The Suffolk judges of compensation claim further concluded that there was nothing in the record that would have reasonably placed the employer on notice of the complainant’s personal condition being the major contributing cause of the injury until the conference between its attorney and the orthopedist was done. As a result, the employer denied the medical treatment within 120 days from the notification it had then received and the compensability of the injury was considered timely denied. With that, the judges of compensation claim refused both the claims for compensability of the complainant’s back condition and authorization of a neurologist.
Based on records, the carrier had such information through the condition of the orthopedist’s notes. In fact, the court’s case law interprets the ruling language pertaining to the commencement of the running of the 120-day period from the initial condition of benefits to mean the date the employee’s first visits to the authorized physician, which could produce the first available information useful to the employer and carrier to determine whether the injury is compensable.
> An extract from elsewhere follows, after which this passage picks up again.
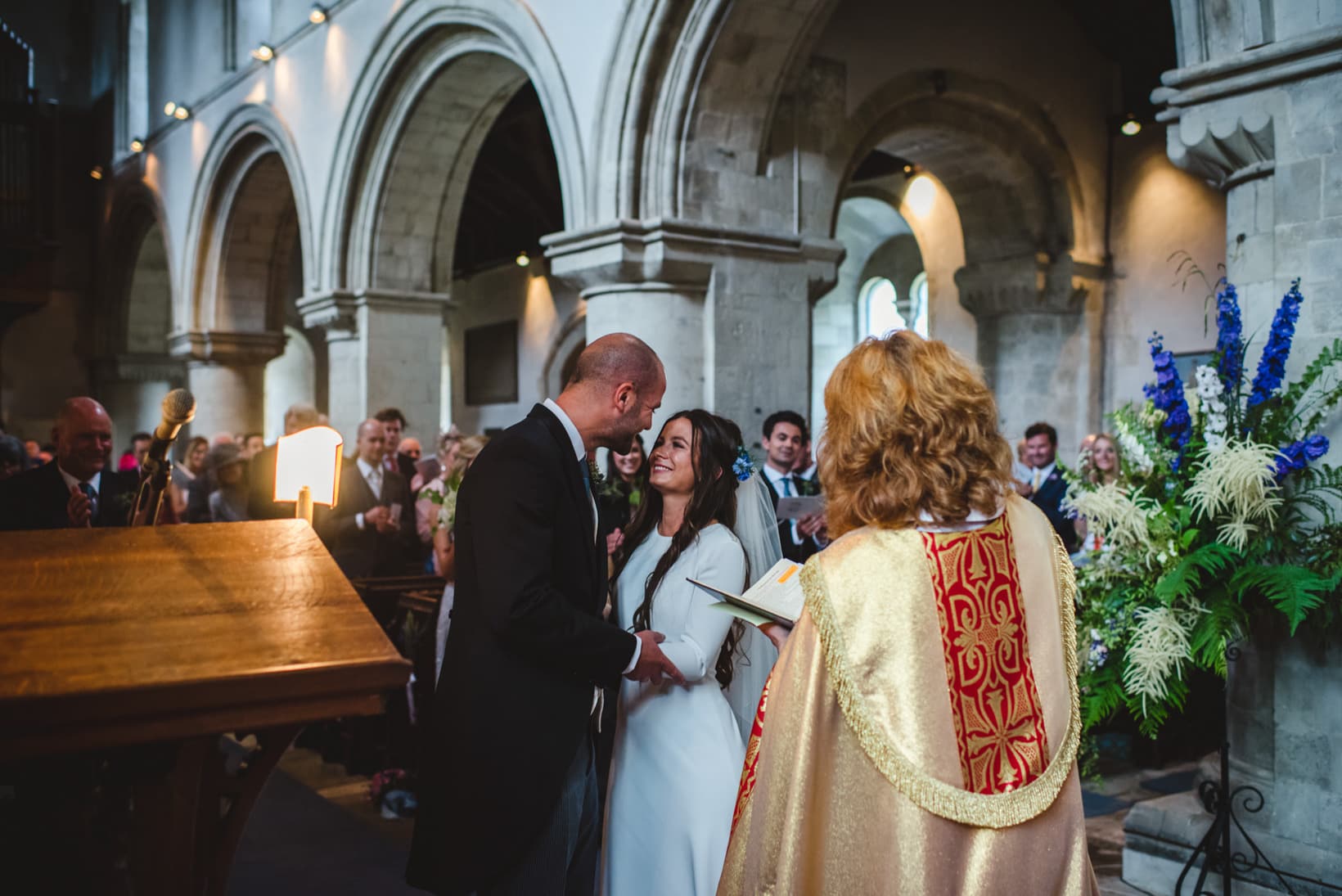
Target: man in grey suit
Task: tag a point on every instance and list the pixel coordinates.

Consequently, the court considered that the issue of the complainant’s entitlement to the authorization of a neurologist is controlled by the rule and the court’s earlier decision with other previous court case. In the case cited by the court, the carrier authorized medical treatment for the worsening of the employee’s disc condition during the complainant’s employment, and treatment for same continued for more than 120 days. Thereafter, the authorized physician recommended a laminectomy for the back condition, for which the complainant sought approval, and the carrier timely denied.

In affirming the judges of compensation claim’s denial of the claim, the court noted that the recommended surgery was not intended to address the exacerbation, but to resolve the entire disc herniation, which medical evidence revealed had occurred before the work-related accident happened. The court also concluded that the provisions applied only to the compensability of the exacerbation of the condition and not to a major surgical procedure which involved a condition that had pre-existed the work-related accident.

As a result, the court decided that under such circumstances, the provisions relating to the carrier’s obligations in responding to an appeal for benefits and on its timely denial on the specifically requested surgery just after it had been claimed, it could not be considered to have waived its right to contest. The court finds that the employer timely denied the appeal seeking the authorization of a neurologist within 14 days after the receipt of the appeal.